I've seen this some where els on here and it was fixed by putting a bolt in the drain line to plug it off. Hope this second hand info helps. It sounds like its letting fule drain out of the filter when it sits for a long time.
Consider bypassing that completely and installing a fuel filter with a water drain spigot on the bottom......... just drain water every oil change or more often if he wishes.
I was thinking of just putting a pipe in there (skip the separator) and being done with it for awhile, if that fixes it great. Just need to see if that's the real problem. I don't remember seeing this type of fuel water seperator on em, for some reason I had it in my head that it and the fuel filter were one in the same, but this one doesn't have the drain on the fuel filter either.
I had exactly that problem. Could`t plug the end of the drain with a bolt as the previous owner had cut the pipe level with the seperator. I just used a short length of rigid pipe to bypass it and change my fuel filter more often. Ideally, of course, a fuel filter with a water drain should be fitted but I never get around to it and have had no problems since doing the mod.
That's about the same idea I think were gonna go with, prolly just use a piece of brake line. We tried to find replacement parts, there are none, you have to buy the whole thing and that took some time to find and cost to us (were a dealer) was 300 some dollars and I seroiusly doubt the customer is gonna go for that, especially since the the truck is in "terriable" shape. Well I'm glad to hear somebody else had this problem, b/c this was a last resort.

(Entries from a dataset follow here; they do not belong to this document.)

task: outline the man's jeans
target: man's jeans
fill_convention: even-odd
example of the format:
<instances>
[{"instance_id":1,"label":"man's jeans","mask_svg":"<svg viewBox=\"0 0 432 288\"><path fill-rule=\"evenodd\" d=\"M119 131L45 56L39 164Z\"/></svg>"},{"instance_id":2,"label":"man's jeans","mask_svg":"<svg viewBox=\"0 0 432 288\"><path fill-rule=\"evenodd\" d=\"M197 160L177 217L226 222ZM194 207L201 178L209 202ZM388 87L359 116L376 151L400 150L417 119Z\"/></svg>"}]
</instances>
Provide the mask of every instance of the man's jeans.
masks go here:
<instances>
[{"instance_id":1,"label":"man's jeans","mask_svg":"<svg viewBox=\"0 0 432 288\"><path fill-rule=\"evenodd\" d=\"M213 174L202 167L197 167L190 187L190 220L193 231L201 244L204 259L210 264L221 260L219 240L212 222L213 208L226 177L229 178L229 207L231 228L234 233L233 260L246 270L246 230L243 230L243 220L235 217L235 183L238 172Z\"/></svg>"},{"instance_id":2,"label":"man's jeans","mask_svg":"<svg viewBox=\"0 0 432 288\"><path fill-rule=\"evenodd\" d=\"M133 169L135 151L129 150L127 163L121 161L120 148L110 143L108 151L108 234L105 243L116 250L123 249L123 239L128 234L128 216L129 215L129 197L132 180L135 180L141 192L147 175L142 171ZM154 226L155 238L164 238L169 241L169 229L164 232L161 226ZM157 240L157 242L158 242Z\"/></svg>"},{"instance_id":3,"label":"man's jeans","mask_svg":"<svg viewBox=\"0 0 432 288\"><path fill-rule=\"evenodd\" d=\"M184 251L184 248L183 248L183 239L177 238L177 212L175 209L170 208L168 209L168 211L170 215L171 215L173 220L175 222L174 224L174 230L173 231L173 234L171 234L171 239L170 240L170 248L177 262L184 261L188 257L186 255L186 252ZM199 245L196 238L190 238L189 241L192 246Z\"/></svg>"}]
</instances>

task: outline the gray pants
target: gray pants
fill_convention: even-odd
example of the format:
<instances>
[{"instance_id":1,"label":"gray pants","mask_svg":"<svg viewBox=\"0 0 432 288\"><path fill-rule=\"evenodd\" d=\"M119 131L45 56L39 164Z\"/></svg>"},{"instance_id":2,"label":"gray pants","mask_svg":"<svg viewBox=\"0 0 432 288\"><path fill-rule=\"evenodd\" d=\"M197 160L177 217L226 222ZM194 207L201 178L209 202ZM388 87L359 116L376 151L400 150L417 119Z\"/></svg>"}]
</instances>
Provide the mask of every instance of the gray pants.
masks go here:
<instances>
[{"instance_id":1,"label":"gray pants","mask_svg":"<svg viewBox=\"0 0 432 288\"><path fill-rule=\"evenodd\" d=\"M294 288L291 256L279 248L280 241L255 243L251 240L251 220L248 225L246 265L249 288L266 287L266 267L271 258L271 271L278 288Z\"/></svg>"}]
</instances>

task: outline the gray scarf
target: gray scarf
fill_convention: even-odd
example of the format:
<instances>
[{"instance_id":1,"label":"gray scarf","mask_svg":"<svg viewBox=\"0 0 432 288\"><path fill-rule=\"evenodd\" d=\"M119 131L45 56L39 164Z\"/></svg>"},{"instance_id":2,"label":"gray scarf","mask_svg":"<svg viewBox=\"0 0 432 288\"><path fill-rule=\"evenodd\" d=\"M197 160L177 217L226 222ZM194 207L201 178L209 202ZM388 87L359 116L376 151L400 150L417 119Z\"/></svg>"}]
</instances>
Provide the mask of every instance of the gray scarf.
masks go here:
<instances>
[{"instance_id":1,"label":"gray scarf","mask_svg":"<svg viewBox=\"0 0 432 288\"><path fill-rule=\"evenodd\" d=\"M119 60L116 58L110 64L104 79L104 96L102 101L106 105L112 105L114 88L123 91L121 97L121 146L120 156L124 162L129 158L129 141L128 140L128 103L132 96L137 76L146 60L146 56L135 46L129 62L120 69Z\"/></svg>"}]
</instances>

That's about the same idea I think were gonna go with, prolly just use a piece of brake line. We tried to find replacement parts, there are none, you have to buy the whole thing and that took some time to find and cost to us (were a dealer) was 300 some dollars and I seroiusly doubt the customer is gonna go for that, especially since the the truck is in "terriable" shape. Well I'm glad to hear somebody else had this problem, b/c this was a last resort.
If that drain valve on the bottom is a short metal nipple or pipe then something is missing - the rubber part of the drain hose. It is supposed to have a short piece of rubber hose slipped over the end of that valve - mine does. The solution when I thought the valve on mine was leaking air back into the system, was to stick a bolt in the other end of the rubber drain hose. Some people put a clamp on it, but I found that a bolt the right size pushed into the end of the hose just a little farther than where the threads dissapear into the hose did the trick without the need for a clamp.
Running with no fuel/water separator may be OK for a short time, but it isn't a good idea for the long haul. The IPs on these trucks only work well if the internals have really close tolerances and they do NOT like water. It doesn't lubricate well enough as it passes through the pump.
The bolt-in-the-hose trick is the easiest long term solution. The other alternatives - a new separator - or a filter assembly with a built in separator - are both a lot more expensive and more work to install. But either of them is cheaper than replacing an IP that gets damaged by pumping water....
It did have the hose on it. I told him the consequences of it running without, he said he'd prolly just take off his fuel filter and drain it more often. The truck is a junker and he doesn't use it much, the engine is already shot (260 comp. low and 370 high) and the grill is all missing, the hood doesn't close, bumper severly bent, it's rusted in places I've never seen rust b4, all the exhaust fell off, the tranny's messed up (if you sit and go through the gears it feels like you have a 7 speed, gotta get used to it (it's real loose), other then that the interior isn't the worst and it has about half decent tires. But to each his own, he's looking at a different truck, but he didn't want to spend the money on the water separator housing and he's mechanically apt, so maybe he'll find something else to put on there, it would be easy enough to take one off a tractor and just mount it on the fender or go to the junkyard and get the newer version.